Que signifie l’audit environnemental ? Il est difficile de définir cette notion sans préciser le
sens donné au mot audit. L’audit peut être défini comme « un processus d’évaluation, au
terme duquel une opinion est émise, ainsi que d’éventuelles recommandations destinées à
améliorer les activités auditées » (Thiery-Dubuisson, 2009, p.2). D’origine comptable et
financière, l’audit s’est étendu à l’ensemble des opérations de l’entreprise : informatique,
achats, production, marketing, social… En effet, jugées efficaces par les dirigeants des grands
groupes, les méthodes de travail élaborées par les auditeurs financiers et commissaires aux
comptes furent transposées aux domaines non financiers dans la seconde moitié du vingtième
siècle. Chaque chaîne d’opérations, chaque fonction, voire, dans certains cas, chaque
situation, est alors devenue potentiellement auditable (Combemale et Igalens, 2005, p.8). Le
domaine environnemental n’échappe pas à cette démarche expansionniste de l’audit. L’audit
environnemental apparaît donc comme une nouvelle déclinaison de l’audit opérationnel.
Plusieurs propositions sont avancées dans la littérature pour définir cette nouvelle pratique.

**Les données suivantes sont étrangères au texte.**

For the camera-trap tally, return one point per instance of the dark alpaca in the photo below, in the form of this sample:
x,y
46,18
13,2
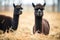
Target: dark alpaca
x,y
41,25
7,22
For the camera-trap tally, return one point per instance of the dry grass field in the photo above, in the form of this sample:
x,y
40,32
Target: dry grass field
x,y
26,23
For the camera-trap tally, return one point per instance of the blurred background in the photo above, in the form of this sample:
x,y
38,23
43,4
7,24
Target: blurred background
x,y
51,5
27,20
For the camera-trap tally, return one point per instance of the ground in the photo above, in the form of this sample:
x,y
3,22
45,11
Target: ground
x,y
26,23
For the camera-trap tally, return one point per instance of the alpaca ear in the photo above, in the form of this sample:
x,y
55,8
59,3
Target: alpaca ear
x,y
13,4
44,4
33,4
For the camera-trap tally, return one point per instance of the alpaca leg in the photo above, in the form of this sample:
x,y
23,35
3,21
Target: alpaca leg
x,y
34,30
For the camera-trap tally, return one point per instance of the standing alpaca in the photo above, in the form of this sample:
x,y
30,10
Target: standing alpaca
x,y
41,25
7,22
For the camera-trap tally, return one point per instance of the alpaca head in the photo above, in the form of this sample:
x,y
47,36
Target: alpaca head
x,y
38,9
17,9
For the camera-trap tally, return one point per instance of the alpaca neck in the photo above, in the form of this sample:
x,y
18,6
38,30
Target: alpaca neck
x,y
15,20
38,22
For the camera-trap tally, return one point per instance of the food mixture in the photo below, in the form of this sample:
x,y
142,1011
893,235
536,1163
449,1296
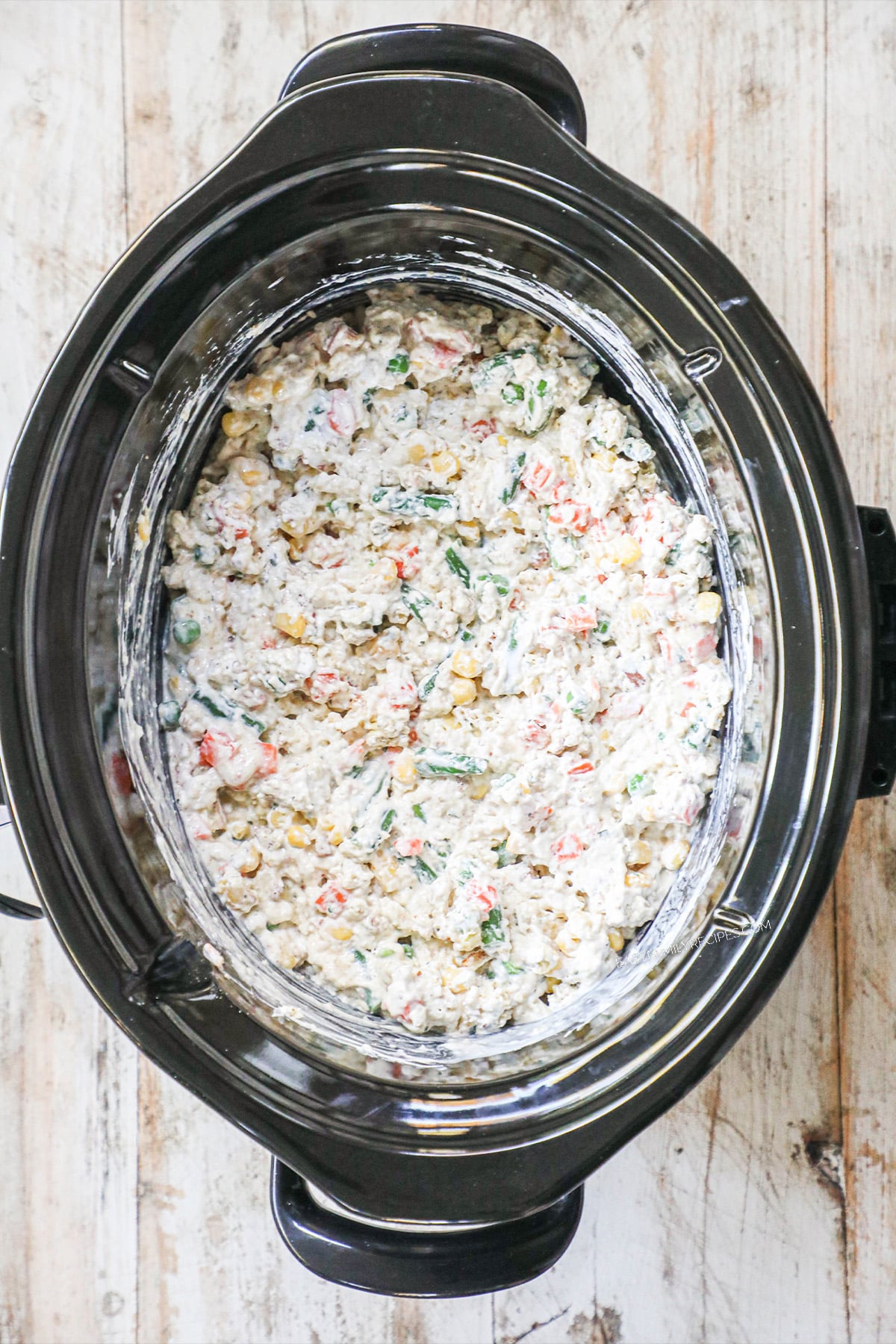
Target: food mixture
x,y
442,680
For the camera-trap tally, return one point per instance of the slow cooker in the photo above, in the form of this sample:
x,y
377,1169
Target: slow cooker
x,y
452,158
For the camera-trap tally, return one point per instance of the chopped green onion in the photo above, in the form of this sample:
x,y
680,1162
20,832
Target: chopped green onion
x,y
516,476
501,584
213,706
491,927
457,566
432,761
186,632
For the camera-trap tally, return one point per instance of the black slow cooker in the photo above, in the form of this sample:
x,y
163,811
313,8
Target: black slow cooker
x,y
452,158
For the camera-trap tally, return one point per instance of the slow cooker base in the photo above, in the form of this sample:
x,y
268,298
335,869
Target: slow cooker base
x,y
428,1260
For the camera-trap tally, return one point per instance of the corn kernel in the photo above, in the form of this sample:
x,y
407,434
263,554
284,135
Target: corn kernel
x,y
252,475
462,690
567,942
403,768
676,853
464,665
445,464
640,853
623,550
237,423
292,625
386,570
709,608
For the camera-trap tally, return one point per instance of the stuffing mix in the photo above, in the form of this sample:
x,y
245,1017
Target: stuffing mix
x,y
442,687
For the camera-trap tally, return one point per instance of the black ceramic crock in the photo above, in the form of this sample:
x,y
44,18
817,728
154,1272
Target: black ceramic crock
x,y
449,156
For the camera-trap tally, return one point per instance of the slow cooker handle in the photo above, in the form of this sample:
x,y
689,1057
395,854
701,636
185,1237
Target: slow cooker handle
x,y
454,49
426,1263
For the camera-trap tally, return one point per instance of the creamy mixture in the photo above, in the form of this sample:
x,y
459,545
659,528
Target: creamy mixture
x,y
442,673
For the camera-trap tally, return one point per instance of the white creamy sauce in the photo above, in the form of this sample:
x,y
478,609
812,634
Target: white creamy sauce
x,y
442,672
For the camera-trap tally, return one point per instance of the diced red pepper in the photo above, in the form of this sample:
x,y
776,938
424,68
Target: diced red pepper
x,y
482,892
120,772
270,757
323,685
481,429
217,747
571,517
538,476
341,413
331,900
406,564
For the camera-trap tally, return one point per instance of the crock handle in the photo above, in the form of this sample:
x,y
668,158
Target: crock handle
x,y
425,1263
455,49
8,905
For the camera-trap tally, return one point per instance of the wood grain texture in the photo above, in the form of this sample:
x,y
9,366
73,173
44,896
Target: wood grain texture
x,y
762,1207
67,1075
862,356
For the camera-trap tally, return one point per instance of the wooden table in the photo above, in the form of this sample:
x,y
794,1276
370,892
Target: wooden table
x,y
763,1206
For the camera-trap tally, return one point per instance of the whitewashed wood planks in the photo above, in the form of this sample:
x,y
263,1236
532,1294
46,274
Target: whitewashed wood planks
x,y
862,359
67,1075
727,1219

« Bien qu’on insiste souvent sur la confusion entourant [ces] définitions, il s’agit en fait d’un
faux débat, car toutes les définitions renvoient à une évaluation systématique et documentée,
seuls les objectifs et l’objet de la vérification changent » (Gendron, 2004, p.185). C’est
pourquoi, nous retenons dans cette recherche la définition officielle selon laquelle l’audit
environnemental est « une évaluation systématique, documentée, périodique et objective des
performances environnementales d’une organisation, du système de management et des
procédés destinés à assurer la protection de l’environnement. (…) Le programme d’audit vise
en particulier à évaluer les systèmes de management en place et à déterminer la conformité à
la politique et au programme de l’organisation, lesquels prévoient notamment le respect des
1 Dans la suite de l’article, nous utiliserons les expressions « audit » et « vérification » de manière
interchangeable malgré le débat portant sur l’usage du terme audit dans le domaine environnemental.